Categories: Business

Arkansas Book Ban Law Hits A Roadblock

As Republicans continue their assault on public school libraries and public libraries across the country, an Arkansas judge has provided a bit of a reprieve. A law due to take effect in Arkansas on August 1, 2023, allows librarians and booksellers to be criminally charged if they provide “harmful” materials to minors. However, U.S. District Judge Timothy L. Brooks issued a preliminary injunction, which stalls the law from taking effect. A group including the Central Arkansas Library System presented the lawsuit against the State of Arkansas and the ACLU of Arkansas signaled their approval of the injunction. Holly Dickson, the group’s executive director released a statement to the Associated Press: “The question we had to ask was — do Arkansans still legally have access to reading materials? Luckily, the judicial system has once again defended our highly valued liberties.”

According to the American Library Association, in 2022, the United States has seen a record number of attempts to either ban or restrict books. Deborah Caldwell-Stone, the director of the group’s Office For Intellectual Freedom told the Associated Press “I’ve never seen anything like this,” Caldwell-Stone said. “The last two years have been exhausting, frightening, outrage inducing.” In addition to the ALA, PEN America has released its own report covering the last six months of 2022 which details that most of the book bans have been concentrated in 5 states: Florida, Missouri, South Carolina, Texas, and Utah. More troubling, their report indicates that the book bans are a product of an increasingly vocal minority “Again, and again, the movement to ban books is driven by a vocal minority demanding censorship. At the same time, a 2022 poll found that over 70% of parents oppose book banning. Yet the bans continue.”

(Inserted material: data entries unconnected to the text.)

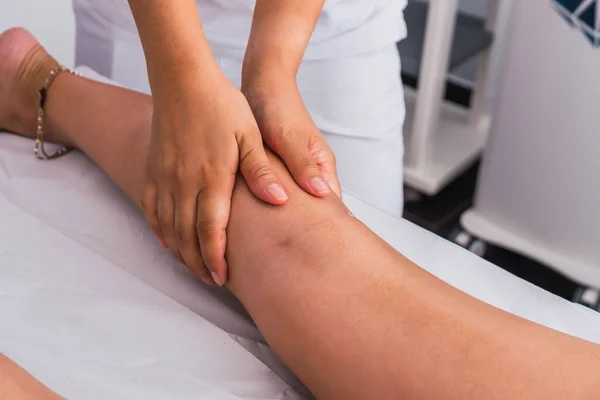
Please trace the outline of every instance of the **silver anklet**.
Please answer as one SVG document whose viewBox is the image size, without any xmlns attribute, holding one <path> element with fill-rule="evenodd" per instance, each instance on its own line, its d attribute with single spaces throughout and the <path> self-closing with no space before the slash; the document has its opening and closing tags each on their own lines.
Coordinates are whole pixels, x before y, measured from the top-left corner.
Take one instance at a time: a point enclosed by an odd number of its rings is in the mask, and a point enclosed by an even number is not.
<svg viewBox="0 0 600 400">
<path fill-rule="evenodd" d="M 62 65 L 52 68 L 48 77 L 44 81 L 44 86 L 38 91 L 39 95 L 39 107 L 37 113 L 37 135 L 35 138 L 35 147 L 33 148 L 33 153 L 37 157 L 38 160 L 54 160 L 56 158 L 62 157 L 65 154 L 69 153 L 73 150 L 72 147 L 63 147 L 59 149 L 56 153 L 48 154 L 44 149 L 44 106 L 46 105 L 46 99 L 48 98 L 48 89 L 52 82 L 54 82 L 54 78 L 58 76 L 62 71 L 67 71 L 75 76 L 81 76 L 81 74 L 71 68 L 63 67 Z"/>
</svg>

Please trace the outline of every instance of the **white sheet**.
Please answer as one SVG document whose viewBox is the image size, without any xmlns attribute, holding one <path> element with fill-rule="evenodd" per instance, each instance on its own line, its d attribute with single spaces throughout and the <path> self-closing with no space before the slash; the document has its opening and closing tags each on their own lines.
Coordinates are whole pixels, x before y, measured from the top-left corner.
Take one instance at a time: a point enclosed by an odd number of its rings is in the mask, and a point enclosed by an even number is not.
<svg viewBox="0 0 600 400">
<path fill-rule="evenodd" d="M 225 290 L 162 251 L 82 154 L 40 162 L 0 134 L 0 351 L 68 398 L 297 399 L 302 386 Z M 458 288 L 600 343 L 600 315 L 347 195 L 399 251 Z"/>
</svg>

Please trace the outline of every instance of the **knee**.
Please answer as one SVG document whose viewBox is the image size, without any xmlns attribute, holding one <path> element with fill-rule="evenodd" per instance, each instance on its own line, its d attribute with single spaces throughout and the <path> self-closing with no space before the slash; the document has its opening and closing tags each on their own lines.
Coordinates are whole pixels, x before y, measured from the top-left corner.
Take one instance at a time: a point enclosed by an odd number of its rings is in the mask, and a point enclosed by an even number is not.
<svg viewBox="0 0 600 400">
<path fill-rule="evenodd" d="M 314 244 L 313 232 L 334 232 L 340 219 L 351 218 L 337 196 L 316 198 L 304 192 L 277 157 L 269 158 L 289 200 L 279 206 L 267 204 L 238 176 L 227 228 L 226 257 L 233 285 L 237 279 L 249 279 L 247 274 L 260 279 L 304 265 L 302 260 Z"/>
</svg>

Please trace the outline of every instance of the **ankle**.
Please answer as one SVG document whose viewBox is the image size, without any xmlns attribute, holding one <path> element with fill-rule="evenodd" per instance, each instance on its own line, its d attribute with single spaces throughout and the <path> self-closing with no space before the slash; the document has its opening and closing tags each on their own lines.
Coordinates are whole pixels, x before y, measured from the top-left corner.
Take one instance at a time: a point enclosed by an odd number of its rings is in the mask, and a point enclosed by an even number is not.
<svg viewBox="0 0 600 400">
<path fill-rule="evenodd" d="M 27 98 L 37 98 L 48 74 L 58 65 L 41 45 L 36 45 L 27 52 L 17 72 L 17 79 Z"/>
<path fill-rule="evenodd" d="M 24 91 L 26 98 L 32 99 L 30 104 L 31 107 L 34 108 L 36 116 L 37 108 L 40 105 L 40 89 L 42 89 L 42 87 L 46 83 L 50 71 L 58 68 L 59 66 L 60 64 L 53 57 L 51 57 L 42 46 L 38 45 L 28 52 L 23 63 L 19 67 L 17 79 L 19 80 L 19 83 L 22 88 L 21 90 Z M 52 99 L 55 97 L 54 92 L 56 91 L 56 83 L 61 78 L 62 77 L 59 76 L 56 76 L 54 78 L 53 83 L 48 88 L 49 98 Z M 56 128 L 56 124 L 52 122 L 53 118 L 52 115 L 48 112 L 48 109 L 49 105 L 48 101 L 46 101 L 46 104 L 44 106 L 46 118 L 44 120 L 43 126 L 45 140 L 47 142 L 55 142 L 73 147 L 72 141 L 66 135 L 61 133 L 60 129 Z M 30 116 L 31 111 L 28 110 L 25 117 L 30 118 Z"/>
</svg>

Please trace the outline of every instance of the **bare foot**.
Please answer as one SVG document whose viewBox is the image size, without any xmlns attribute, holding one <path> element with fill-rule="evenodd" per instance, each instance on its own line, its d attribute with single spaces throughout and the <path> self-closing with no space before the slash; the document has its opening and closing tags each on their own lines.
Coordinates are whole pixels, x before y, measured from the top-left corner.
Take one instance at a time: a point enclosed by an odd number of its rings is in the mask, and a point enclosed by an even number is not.
<svg viewBox="0 0 600 400">
<path fill-rule="evenodd" d="M 57 65 L 25 29 L 0 34 L 0 131 L 34 137 L 37 91 Z"/>
</svg>

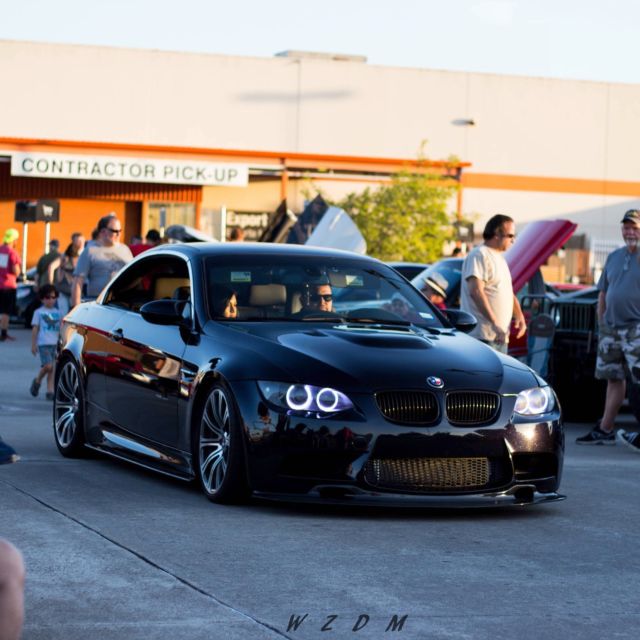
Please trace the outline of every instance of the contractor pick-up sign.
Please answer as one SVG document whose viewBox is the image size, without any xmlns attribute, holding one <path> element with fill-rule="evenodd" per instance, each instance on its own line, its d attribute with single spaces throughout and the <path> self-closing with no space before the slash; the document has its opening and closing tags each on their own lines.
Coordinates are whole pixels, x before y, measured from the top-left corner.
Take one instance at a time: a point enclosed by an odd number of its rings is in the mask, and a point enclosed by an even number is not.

The report also indicates that school boards have become battlegrounds in districts and states across the country, an indication that is substantiated by reports from ProPublica. ProPublica has tracked almost 60 events in the first known wide-ranging analysis of what they call school board unrest. The unrest has been led by white, suburban parents who are angry about LGBTQ+ student rights, “obscene” books, and attempts to teach about the history of systemic racism in America. Out of this unrest, it appears, state laws are pushed and created which align with conservative interests and ideals about education. Thus we have laws like the one in Arkansas which are being designed with questionable areas around free speech and constitutional rights. As PEN America states in their report, “The nature of this movement is not one of isolated challenges to books by parents in different communities; rather, it is an organized effort by advocacy groups and state politicians with the ultimate aim of limiting access to certain stories, perspectives, and information.”